A case for Open Code

I’ve mentioned openly sharing code as a part of Reproducible Analytical Pipelines, several times already, but I suspect it’s the point to be met with most resistance and so I want to dive into it a bit more.

Why publish your code?

Put from the perspective of good practice as the default, can you justify not publishing your code? Here are the main benefits of Open Code:

  • It’s more efficient - Sharing and reusing code reduces the duplication and burden of work. Changes may be needed for specific audiences, but how many of the same data tasks are being carried out again and again across national, regional and local healthcare teams?
  • It encourages good practice - If you know others can see your work you’re more likely to care about it being good work, and thus end up with a healthier and more maintainable code base.
  • It’s more transparent - If you’re publicly-funded and working with the public’s data, why shouldn’t your methodologies be available publicly for others to check, reuse and build on?
  • It’s good for collaboration - we can learn from each other, both across departments and from external users.

But Open Code isn’t beneficial to me personally!

Incorrect! Sorry, I just really want to reiterate those points. If you write something to be reproducible by someone else, it’s going to be more reproducible by you in the future, or there may be less need for you to do it. If you open yourself to, yes - criticism, you open yourself to help and improvement. If you engage with the open-source community you can and will learn, challenge and teach, growing your wealth of skills, knowledge and experiences.

Again, there is a great deal of government and NHS support

None of that came from just me, I was mostly just ticking off the points made by the NHS Digital RAP Community of practice on How to Publish your Code in the Open.

The Government’s Digital Service Standard (and therefore the NHS Digital Service Standard’s) 12th principle states that all publicly funded code should be open, reusable and available under appropriate licences.

Addressing security concerns

You can choose what files get included in your GitHub repository.
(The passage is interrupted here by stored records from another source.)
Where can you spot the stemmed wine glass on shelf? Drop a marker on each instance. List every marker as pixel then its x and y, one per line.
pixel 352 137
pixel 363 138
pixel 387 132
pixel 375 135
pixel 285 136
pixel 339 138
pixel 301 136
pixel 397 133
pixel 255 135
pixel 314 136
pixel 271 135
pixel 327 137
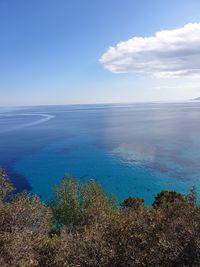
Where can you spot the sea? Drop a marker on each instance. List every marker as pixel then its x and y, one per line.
pixel 130 149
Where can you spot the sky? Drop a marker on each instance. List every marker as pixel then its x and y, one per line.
pixel 98 51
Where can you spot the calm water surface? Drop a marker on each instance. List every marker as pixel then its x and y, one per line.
pixel 136 149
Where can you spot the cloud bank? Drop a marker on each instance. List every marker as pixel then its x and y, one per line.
pixel 169 53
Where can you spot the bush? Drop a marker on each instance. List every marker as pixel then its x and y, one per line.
pixel 83 226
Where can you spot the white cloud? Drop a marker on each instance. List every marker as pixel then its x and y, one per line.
pixel 169 53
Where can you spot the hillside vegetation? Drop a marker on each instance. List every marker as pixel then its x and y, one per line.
pixel 84 226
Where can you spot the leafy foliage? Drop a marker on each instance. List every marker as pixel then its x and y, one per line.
pixel 83 226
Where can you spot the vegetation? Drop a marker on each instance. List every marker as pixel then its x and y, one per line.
pixel 84 226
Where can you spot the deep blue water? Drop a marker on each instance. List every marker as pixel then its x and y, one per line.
pixel 136 149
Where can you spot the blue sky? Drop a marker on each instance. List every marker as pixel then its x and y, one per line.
pixel 50 50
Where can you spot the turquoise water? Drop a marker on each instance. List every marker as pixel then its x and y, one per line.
pixel 136 149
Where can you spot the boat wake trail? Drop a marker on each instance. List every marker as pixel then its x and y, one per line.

We choose to share the code and documentation but none of the data or other sensitive info like API keys.

Be clear what is actually sensitive or not

I’m just going to be copying here because it’s really well put by the GOV.UK Service Manual:

There are very few examples of code that must not be published in the open.

A helpful quick list is provided by the government cyber security guidance:

Closed code

You should keep some data and code closed, including:

  • keys and credentials
  • algorithms used to detect fraud
  • unreleased policy

Open code

You should open all other code. This includes:

  • configuration code
  • database schema
  • security-enforcing code

Safe sharing specifics

Here’s a couple of details if you’re wondering how managing files safely can work.

Ignoring files in Git

You include a .gitignore file in your project that specifies intentionally untracked files and folders to ignore, so that you can include files in your project on your computer, but they don’t get put on the remote repository. It’s under your control, so yes you have responsibility here. As a simple example, include the following line in a .gitignore to ignore all .csv files, using the * wildcard:

*.csv

Environment variables

A key piece of sensitive info are things like access keys and credentials. Unfortunately, sometimes we do have to write them down to make use of them. It’s important to make these don’t get shared, and one approach is to store them in environment variables.

Create the necessary variables in an environment file, then write your main script that includes accessing and using those variables1. Make sure the environment file is ignored by git, but do share the script. Document how to set up the environment variable, so that others can execute the code with their own keys/credentials.


  1. The R-curious should look into .Renviron files and Sys.getenv().↩︎